Microsoft promises to keep Active Directory running in the cloud with high scale, high availability, and integrated disaster recovery, while respecting requirements for the privacy and security of your information.
Today Microsoft Office 365, Microsoft Dynamics CRM, Windows Intune software and services, and many third-party applications created by enterprises, established software vendors, and enterprise-focused startups are working with Windows Azure Active Directory.
Each time a new organization signs up for Office 365, Microsoft automatically create a new Windows Azure Active Directory that is associated with the Office 365 account. No action is required on the part of the individual signing up.

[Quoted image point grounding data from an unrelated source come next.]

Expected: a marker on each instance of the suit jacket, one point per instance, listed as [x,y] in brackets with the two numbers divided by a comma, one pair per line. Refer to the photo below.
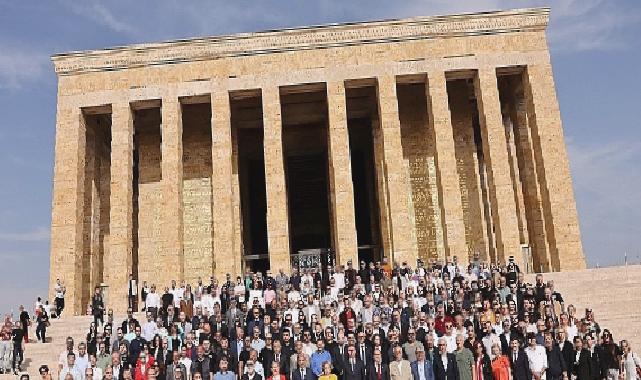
[308,374]
[404,373]
[372,375]
[595,365]
[369,355]
[429,372]
[568,354]
[357,373]
[583,368]
[452,369]
[520,368]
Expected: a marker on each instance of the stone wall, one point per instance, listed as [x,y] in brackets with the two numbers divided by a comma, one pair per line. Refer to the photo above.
[148,212]
[418,150]
[467,161]
[197,194]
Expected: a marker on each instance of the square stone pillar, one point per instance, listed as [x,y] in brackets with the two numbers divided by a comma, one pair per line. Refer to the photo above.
[559,205]
[224,220]
[495,154]
[67,208]
[172,195]
[403,234]
[340,176]
[119,263]
[449,190]
[275,183]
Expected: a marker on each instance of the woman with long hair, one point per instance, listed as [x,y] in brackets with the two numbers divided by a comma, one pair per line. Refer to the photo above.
[482,364]
[631,363]
[500,364]
[327,372]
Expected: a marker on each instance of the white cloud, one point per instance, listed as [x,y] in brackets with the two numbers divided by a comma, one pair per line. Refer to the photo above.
[20,66]
[38,234]
[607,179]
[98,12]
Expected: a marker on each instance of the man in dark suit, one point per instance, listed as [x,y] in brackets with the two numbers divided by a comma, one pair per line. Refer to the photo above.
[595,359]
[276,355]
[440,372]
[354,367]
[421,368]
[302,372]
[567,350]
[377,370]
[519,362]
[556,368]
[581,363]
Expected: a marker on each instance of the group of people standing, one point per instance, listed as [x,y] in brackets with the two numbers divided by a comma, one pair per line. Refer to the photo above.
[441,321]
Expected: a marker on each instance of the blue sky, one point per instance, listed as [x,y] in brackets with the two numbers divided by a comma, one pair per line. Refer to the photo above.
[596,55]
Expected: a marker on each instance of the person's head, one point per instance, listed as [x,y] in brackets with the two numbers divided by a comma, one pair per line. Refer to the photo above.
[44,370]
[547,340]
[496,350]
[71,359]
[320,345]
[301,360]
[178,373]
[625,346]
[275,368]
[515,344]
[351,352]
[224,363]
[327,368]
[398,353]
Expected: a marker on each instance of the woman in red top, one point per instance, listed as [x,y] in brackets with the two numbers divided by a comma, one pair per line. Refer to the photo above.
[276,375]
[143,365]
[500,364]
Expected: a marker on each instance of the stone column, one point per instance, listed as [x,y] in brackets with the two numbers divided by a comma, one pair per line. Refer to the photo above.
[67,208]
[172,184]
[118,265]
[448,178]
[275,184]
[501,190]
[404,247]
[225,259]
[559,205]
[340,176]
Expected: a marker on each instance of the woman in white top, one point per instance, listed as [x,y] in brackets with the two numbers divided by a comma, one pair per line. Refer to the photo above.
[630,361]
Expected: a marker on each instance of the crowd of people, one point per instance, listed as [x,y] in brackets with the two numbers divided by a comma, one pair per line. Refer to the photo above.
[437,321]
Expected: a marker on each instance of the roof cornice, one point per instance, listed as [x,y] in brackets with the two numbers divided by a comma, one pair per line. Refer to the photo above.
[303,38]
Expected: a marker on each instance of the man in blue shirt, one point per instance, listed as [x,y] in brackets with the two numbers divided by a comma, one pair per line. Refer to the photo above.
[223,373]
[319,357]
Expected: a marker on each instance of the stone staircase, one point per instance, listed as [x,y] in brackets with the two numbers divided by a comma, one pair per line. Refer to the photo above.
[613,293]
[37,353]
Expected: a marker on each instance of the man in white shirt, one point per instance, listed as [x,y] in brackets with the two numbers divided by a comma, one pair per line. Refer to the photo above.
[153,301]
[62,359]
[71,368]
[537,357]
[149,328]
[82,359]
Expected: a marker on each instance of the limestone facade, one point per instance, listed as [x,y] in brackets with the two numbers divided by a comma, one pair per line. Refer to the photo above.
[428,137]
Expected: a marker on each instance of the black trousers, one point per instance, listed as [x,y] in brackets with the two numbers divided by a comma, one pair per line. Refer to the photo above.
[41,330]
[60,305]
[17,356]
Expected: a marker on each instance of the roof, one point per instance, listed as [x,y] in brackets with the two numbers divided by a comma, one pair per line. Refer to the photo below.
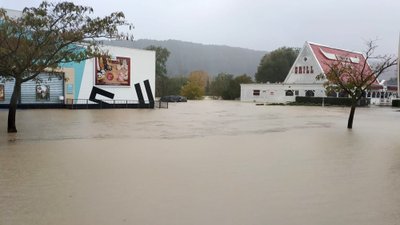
[326,56]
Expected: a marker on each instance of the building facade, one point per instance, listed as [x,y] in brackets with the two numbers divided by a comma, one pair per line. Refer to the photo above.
[127,77]
[303,78]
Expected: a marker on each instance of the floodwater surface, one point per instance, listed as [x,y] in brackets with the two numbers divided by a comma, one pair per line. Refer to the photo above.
[201,162]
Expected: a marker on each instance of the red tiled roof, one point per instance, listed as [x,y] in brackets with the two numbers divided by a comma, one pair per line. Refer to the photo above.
[327,56]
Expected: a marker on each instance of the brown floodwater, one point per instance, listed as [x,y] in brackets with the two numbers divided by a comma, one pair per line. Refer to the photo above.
[201,162]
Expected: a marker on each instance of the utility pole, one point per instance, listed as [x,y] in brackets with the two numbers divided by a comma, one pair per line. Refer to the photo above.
[398,71]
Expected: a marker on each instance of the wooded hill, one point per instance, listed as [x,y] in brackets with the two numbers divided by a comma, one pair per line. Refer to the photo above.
[186,57]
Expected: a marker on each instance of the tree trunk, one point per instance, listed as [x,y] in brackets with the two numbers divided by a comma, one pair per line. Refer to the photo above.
[12,110]
[351,116]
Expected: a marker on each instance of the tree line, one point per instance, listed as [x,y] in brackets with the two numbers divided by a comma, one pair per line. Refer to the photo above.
[273,67]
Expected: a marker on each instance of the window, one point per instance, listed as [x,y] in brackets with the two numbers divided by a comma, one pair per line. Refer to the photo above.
[309,93]
[332,94]
[289,93]
[343,94]
[256,92]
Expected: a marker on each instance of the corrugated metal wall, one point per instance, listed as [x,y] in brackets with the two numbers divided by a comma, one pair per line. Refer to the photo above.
[29,89]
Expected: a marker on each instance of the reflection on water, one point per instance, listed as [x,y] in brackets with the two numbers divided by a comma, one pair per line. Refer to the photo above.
[207,162]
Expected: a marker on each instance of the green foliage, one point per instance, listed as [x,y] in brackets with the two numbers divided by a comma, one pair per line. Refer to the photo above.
[355,78]
[162,55]
[274,66]
[192,91]
[227,86]
[175,85]
[195,88]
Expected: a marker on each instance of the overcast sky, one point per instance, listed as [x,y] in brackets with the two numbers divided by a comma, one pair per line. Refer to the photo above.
[257,24]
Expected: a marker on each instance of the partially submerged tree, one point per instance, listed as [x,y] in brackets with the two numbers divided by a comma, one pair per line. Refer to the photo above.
[43,38]
[356,76]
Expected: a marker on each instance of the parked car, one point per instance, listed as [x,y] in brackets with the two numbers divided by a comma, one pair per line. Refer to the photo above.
[173,98]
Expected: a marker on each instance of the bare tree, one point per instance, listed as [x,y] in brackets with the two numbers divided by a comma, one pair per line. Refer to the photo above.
[355,77]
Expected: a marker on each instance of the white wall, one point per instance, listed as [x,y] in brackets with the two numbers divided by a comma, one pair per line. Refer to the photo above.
[142,68]
[276,93]
[305,58]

With an Active Directory in place, the owner of the Office 365 account is able to add users to the directory. The owner of the account is also able to manage passwords for the users, determine what roles they are in and which applications they can access, and so on.
All the applications in Office 365 - Microsoft Exchange Online, SharePoint Online, Lync Online, and Office Web Apps - work with Windows Azure Active Directory, so users get single sign on. Moreover, advanced Active Directory capabilities like information protection are available using this common identity. The Windows Azure Active Directory SSO capability can be used by any application, from Microsoft or a third party running on any technology base. So if a user is signed in to one application and moves to another, the user doesn?t have to sign in again.

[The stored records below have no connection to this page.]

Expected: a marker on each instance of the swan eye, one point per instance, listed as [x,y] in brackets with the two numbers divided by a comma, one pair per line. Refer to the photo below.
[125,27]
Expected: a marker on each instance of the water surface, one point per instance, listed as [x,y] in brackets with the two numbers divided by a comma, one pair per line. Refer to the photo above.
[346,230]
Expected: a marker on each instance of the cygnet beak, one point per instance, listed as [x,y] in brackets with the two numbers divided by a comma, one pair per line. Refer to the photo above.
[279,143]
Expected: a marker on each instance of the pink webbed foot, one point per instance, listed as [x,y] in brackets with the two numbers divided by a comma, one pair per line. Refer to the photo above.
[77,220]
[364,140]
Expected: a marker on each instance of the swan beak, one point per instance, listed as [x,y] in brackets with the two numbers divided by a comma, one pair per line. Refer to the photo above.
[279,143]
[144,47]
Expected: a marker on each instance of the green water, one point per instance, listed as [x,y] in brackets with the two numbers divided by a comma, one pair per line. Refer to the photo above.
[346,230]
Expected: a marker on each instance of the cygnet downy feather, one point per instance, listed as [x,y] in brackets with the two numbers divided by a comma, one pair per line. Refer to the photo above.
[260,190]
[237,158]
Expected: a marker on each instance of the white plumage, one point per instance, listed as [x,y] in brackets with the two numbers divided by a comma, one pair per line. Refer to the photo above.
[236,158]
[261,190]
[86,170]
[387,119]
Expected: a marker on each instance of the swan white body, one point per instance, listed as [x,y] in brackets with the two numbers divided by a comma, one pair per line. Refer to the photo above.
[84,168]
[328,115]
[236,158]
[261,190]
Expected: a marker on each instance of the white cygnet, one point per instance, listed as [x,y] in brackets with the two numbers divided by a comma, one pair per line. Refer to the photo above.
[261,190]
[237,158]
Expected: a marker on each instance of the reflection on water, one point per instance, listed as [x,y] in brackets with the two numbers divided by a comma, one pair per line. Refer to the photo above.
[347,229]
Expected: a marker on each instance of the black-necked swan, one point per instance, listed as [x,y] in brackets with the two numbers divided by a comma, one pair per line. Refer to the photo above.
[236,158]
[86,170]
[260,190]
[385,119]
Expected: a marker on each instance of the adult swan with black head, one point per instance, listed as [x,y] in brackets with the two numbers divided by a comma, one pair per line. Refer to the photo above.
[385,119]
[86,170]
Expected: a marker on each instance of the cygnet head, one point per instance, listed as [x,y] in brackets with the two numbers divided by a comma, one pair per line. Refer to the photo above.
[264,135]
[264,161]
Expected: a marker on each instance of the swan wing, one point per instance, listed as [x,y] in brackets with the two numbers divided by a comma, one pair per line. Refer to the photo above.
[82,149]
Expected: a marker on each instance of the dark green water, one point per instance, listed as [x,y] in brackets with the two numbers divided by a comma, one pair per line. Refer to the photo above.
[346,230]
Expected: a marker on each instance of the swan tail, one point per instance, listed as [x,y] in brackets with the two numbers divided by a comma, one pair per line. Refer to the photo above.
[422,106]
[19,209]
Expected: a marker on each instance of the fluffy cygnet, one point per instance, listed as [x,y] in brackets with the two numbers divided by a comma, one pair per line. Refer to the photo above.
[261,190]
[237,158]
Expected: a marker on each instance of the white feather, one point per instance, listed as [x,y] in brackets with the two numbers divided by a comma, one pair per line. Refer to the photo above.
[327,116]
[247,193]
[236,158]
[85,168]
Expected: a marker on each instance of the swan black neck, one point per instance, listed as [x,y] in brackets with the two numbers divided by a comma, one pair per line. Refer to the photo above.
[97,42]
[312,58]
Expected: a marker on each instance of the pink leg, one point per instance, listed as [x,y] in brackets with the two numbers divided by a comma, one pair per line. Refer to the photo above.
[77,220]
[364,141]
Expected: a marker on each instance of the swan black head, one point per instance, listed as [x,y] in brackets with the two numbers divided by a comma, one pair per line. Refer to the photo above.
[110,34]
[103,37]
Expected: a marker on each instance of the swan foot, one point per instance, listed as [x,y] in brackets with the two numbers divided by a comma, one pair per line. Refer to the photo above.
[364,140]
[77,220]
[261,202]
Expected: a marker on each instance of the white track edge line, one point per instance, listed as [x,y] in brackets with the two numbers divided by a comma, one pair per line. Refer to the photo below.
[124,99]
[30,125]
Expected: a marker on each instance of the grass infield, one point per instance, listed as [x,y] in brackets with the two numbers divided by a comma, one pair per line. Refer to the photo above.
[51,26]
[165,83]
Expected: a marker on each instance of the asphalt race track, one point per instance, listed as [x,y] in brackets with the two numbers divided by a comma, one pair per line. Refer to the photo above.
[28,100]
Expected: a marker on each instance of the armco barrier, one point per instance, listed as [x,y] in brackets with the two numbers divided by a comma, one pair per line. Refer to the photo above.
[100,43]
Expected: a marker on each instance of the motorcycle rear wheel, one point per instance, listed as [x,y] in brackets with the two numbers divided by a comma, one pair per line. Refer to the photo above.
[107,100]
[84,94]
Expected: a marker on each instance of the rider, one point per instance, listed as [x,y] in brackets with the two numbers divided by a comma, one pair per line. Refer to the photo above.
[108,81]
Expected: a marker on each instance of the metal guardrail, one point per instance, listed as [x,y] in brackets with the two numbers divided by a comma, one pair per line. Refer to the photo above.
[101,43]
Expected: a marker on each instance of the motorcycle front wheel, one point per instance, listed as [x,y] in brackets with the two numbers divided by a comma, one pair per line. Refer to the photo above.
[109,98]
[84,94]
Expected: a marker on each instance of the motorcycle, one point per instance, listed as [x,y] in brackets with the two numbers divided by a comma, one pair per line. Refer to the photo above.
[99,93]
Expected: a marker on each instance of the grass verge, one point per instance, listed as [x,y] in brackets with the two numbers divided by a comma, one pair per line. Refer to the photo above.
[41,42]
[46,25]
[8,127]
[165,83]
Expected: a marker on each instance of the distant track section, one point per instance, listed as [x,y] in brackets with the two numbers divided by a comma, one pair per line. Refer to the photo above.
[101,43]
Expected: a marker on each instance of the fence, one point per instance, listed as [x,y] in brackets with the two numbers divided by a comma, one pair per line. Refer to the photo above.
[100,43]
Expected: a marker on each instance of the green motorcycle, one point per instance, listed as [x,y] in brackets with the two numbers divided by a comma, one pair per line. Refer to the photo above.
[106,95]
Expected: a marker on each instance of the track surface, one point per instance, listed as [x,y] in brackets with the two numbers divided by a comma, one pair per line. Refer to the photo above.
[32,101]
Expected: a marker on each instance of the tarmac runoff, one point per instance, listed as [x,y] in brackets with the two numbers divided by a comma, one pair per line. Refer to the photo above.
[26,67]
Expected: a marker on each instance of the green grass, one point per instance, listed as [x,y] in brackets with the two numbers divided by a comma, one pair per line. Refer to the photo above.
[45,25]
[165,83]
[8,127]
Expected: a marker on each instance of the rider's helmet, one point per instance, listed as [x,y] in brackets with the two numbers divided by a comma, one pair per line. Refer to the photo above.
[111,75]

Once an application establishes SSO with Windows Azure Active Directory, the application can use information in the directory, including information about people, groups, security roles, and so on. This makes an application more current and relevant, and it can save users a lot of time and energy because they don't need to re-create, sync, or otherwise manage this information for each application that they use.
Office 365 users don't get a separate bill for their use of Windows Azure Active Directory; the costs of using Windows Azure and Windows Azure Active Directory are incorporated in the overall cost of the Office 365 solution.

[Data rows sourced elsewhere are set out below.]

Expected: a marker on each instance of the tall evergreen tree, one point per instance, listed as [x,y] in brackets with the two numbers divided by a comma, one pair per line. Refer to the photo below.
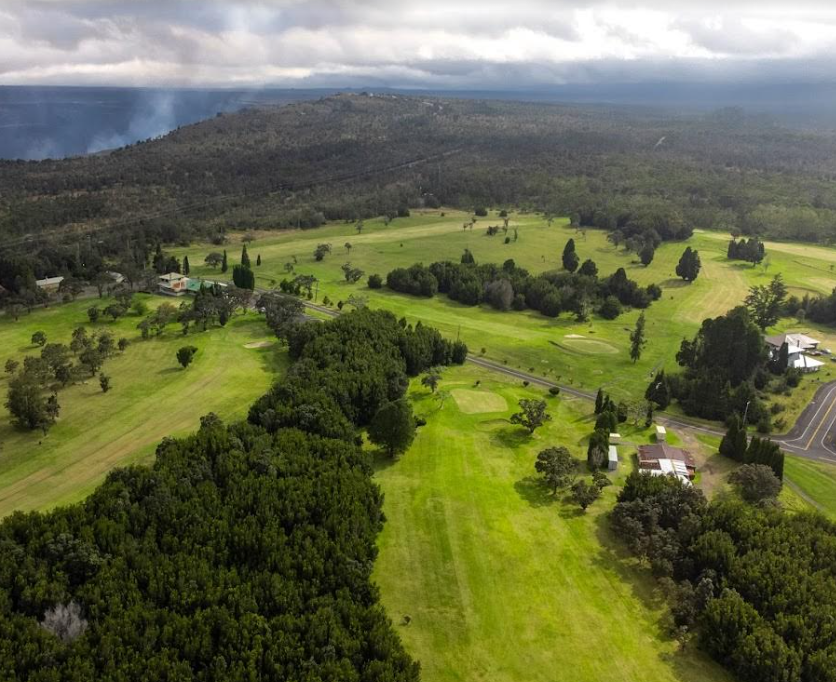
[637,340]
[689,265]
[659,390]
[734,443]
[570,257]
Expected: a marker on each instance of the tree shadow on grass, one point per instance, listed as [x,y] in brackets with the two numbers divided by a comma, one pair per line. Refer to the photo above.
[381,460]
[689,664]
[533,491]
[510,437]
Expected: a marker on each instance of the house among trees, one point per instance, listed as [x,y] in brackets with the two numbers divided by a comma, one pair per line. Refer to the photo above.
[173,284]
[49,284]
[661,459]
[796,345]
[612,458]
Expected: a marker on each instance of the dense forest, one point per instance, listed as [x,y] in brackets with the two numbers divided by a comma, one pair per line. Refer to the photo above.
[632,170]
[754,584]
[244,552]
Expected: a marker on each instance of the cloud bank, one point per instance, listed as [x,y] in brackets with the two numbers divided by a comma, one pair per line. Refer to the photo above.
[403,44]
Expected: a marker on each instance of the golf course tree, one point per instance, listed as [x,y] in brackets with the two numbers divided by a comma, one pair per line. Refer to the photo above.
[720,366]
[735,442]
[430,380]
[738,574]
[646,253]
[213,260]
[185,355]
[532,414]
[756,483]
[752,251]
[570,257]
[287,494]
[283,313]
[27,404]
[584,493]
[659,391]
[321,251]
[597,448]
[637,339]
[765,302]
[689,265]
[393,427]
[352,275]
[556,466]
[243,277]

For organizations that are already using Active Directory for on-premises identity management, Microsoft makes it easy to "connect" Windows Azure Active Directory with an existing directory. At the technical level, organizations can enable identity federation and directory synchronization between an existing Active Directory deployment and Windows Azure Active Directory.
When an organization does this, its Active Directory is, in a sense, stretching over both an on-premises and a cloud deployment.
In addition, being able to operate in this hybrid mode is critical for some organizations because of business or regulatory requirements that mandate that certain critical information, such as passwords, be maintained in on-premises servers.
To make the Active Directory service operate at high scale and with very high availability (including the ability to do incremental servicing) and provide integrated disaster recovery, Microsoft made changes to the internal architecture of Active Directory and moved from a server-based system to a scale-out, cloud-based system. For example, instead of having an individual server operate as the Active Directory store and issue credentials, Microsoft splits these capabilities into independent roles. The company made issuing tokens a scale-out role in Windows Azure, and partitioned the Active Directory store to operate across many servers and between data centers.